Statement of Purpose
The Campaign for Peace and Democracy works to advance a new, progressive and non-militaristic U.S. foreign policy — one that encourages democracy and social justice by promoting solidarity with activists and progressive movements throughout the world. We stand in opposition to existing U.S. foreign policy, which is based on domination, militarism, fear of popular struggles, enforcement of an inequitable and cruel global economy, and — despite the democratic rhetoric — persistent support for authoritarian regimes.
Founded in 1982, CPD opposed the Cold War by calling for "detente from below." It engaged Western peace activists in the defense of the rights of democratic dissidents in the Soviet Union and Eastern Europe, and enlisted East-bloc human rights activists against anti-democratic U.S. policies in countries like Nicaragua and Chile. Today, there is a growing awareness among many Americans that U.S. foreign policy, particularly the so-called war on terror, offers only a prospect of endless militarization and actually serves to strengthen dictatorship, political fundamentalism and terrorism throughout the world. They also sense that a powerfully enhanced national security state of secrecy, surveillance, "kill lists," and indefinite detention poses a mortal threat to democracy at home. Millions realize too that this country's bloated military budget starves essential social programs. We propose a new foreign policy based on the following principles:
- Renunciation of both military intervention and non-military coercion as a means of extending and consolidating U.S. imperial power, as in Afghanistan and Pakistan, the rejection of military threats against countries like Iran and Syria, and the dismantling of Washington's massive global network of military bases.
- Taking a clear stand against authoritarian governments, whether they are U.S. allies, like Saudi Arabia and Bahrain, or states like North Korea, Iran, and Syria, to which the United States is hostile.
- Opposing all forms of terrorism worldwide — not just by anti-U.S. forces like Al Qaeda, the Taliban, and the Syrian military, but also by states with which Washington is now aligned, such as Colombia, Yemen, Bahrain, Pakistan, and Israel — and by the U.S. itself.
- Supporting the right of self-determination for all peoples, including the Kurds, Tibetans, Uyghurs, Chechens, and Kashmiris, and the right to equal citizenship and equal rights for all racial, religious and ethnic minorities.
- Opposing the continuing illegal and unjust Israeli occupation of Palestinian territories and ending U.S. military, economic and diplomatic support for that occupation.
- Supporting freedom of speech, press, religion, artistic expression, electronic communication, and association including the right to form trade unions everywhere.
- Supporting equal rights for lesbians, gays, and transgendered people around the world.
- Defending the right of women in all countries to complete political, social and economic equality and to control over their bodies and reproduction.
- Taking major unilateral steps toward the elimination of weapons of mass destruction, above all nuclear weapons, and vigorously promoting international disarmament.
- Defending the environment from governmental and corporate depredation and taking radical emergency steps to address climate change.
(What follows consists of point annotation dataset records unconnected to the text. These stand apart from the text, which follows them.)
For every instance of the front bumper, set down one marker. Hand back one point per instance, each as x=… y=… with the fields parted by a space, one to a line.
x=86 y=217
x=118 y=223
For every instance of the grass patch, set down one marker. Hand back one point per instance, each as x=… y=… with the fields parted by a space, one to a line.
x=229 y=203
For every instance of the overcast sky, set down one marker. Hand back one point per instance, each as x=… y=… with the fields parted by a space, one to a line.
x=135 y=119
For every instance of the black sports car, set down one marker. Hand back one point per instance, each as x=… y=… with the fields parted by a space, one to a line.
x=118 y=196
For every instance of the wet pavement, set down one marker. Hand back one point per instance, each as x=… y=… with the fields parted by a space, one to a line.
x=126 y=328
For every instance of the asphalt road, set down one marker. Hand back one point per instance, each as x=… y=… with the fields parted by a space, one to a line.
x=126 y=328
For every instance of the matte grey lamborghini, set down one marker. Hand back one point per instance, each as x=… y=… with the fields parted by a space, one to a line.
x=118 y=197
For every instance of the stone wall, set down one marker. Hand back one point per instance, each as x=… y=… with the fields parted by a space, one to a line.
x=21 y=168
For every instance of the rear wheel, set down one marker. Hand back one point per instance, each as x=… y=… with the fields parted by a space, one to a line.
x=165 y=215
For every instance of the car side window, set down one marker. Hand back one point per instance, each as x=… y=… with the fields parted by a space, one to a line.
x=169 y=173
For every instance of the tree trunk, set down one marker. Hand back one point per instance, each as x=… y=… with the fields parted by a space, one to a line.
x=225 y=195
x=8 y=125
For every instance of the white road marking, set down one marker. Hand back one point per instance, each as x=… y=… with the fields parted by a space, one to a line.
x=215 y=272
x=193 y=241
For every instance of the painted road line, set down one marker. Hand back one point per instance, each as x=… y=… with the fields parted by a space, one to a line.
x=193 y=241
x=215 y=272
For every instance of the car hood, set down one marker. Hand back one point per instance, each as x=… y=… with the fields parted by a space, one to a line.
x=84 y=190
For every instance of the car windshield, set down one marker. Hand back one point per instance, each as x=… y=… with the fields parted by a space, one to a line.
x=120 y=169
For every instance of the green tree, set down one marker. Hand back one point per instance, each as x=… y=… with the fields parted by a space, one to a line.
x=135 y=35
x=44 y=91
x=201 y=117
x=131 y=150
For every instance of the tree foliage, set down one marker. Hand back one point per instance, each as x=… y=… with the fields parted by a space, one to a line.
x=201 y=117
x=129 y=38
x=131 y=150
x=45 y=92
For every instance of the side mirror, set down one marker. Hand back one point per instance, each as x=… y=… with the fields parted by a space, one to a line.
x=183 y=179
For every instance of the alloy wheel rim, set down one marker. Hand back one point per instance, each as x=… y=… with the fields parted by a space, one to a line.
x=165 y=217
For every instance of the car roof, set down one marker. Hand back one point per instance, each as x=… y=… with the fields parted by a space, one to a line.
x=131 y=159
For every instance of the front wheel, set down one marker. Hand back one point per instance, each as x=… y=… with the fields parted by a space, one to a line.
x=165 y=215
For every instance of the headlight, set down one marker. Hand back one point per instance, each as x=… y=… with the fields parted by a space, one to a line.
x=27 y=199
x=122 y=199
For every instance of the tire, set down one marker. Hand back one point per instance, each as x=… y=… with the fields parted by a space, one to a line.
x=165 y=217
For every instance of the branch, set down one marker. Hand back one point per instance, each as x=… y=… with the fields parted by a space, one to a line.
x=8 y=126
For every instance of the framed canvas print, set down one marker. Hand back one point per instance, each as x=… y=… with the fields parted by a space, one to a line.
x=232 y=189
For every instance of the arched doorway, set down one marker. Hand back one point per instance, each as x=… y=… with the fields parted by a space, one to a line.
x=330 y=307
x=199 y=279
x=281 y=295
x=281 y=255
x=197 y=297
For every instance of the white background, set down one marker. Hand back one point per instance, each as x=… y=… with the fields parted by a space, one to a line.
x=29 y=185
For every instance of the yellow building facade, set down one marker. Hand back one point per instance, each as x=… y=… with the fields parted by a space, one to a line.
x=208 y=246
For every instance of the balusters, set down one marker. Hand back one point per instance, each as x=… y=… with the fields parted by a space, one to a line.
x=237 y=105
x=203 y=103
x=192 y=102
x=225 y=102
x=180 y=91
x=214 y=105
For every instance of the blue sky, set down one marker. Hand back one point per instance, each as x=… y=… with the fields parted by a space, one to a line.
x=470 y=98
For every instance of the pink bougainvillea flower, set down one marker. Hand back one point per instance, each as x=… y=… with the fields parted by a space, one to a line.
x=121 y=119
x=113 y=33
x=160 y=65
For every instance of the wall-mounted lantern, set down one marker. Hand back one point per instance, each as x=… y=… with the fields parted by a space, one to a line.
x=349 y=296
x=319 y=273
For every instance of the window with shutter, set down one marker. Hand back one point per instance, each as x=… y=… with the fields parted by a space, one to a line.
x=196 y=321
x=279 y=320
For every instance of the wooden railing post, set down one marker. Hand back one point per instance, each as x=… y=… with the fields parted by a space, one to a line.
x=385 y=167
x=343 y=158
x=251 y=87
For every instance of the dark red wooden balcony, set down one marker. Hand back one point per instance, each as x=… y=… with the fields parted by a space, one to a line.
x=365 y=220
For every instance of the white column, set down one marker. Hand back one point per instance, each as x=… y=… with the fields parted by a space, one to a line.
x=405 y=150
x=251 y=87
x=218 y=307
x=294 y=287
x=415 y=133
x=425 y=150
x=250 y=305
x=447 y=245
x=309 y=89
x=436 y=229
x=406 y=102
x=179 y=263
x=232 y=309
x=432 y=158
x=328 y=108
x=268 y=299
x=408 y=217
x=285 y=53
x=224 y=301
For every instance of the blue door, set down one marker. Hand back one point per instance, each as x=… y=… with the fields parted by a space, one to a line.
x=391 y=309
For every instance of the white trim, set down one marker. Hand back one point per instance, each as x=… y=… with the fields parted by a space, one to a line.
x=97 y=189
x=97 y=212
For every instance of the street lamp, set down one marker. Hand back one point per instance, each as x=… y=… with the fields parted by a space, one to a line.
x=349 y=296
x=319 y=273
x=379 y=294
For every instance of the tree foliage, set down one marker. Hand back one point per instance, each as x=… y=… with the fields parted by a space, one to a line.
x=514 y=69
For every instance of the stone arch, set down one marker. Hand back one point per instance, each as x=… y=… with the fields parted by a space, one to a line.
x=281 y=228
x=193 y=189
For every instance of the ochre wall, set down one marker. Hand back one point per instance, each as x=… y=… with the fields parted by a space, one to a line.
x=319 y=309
- Abandoning economic policies, including today's global austerity regimes, that bring mass misery to people in large parts of the world. Initiating a major foreign aid and economic development program directed at popular rather than corporate needs.
- Promoting the ability of all people to flourish with ample food, water, shelter, healthcare and education.
A U.S. government that carried out a foreign and domestic policy based on these principles would be radically different from the one we have now. Only under such a government would this country be in a position to honestly and consistently foster democracy and progressive social transformation around the world. It could do this by encouraging democratic forces aimed at empowering ordinary people, not unrepresentative elites, and by itself providing an example of genuine democracy. Some of these democratic forces exist today, others have yet to arise, but all would be strengthened if the United States were to abandon its current imperial foreign policy.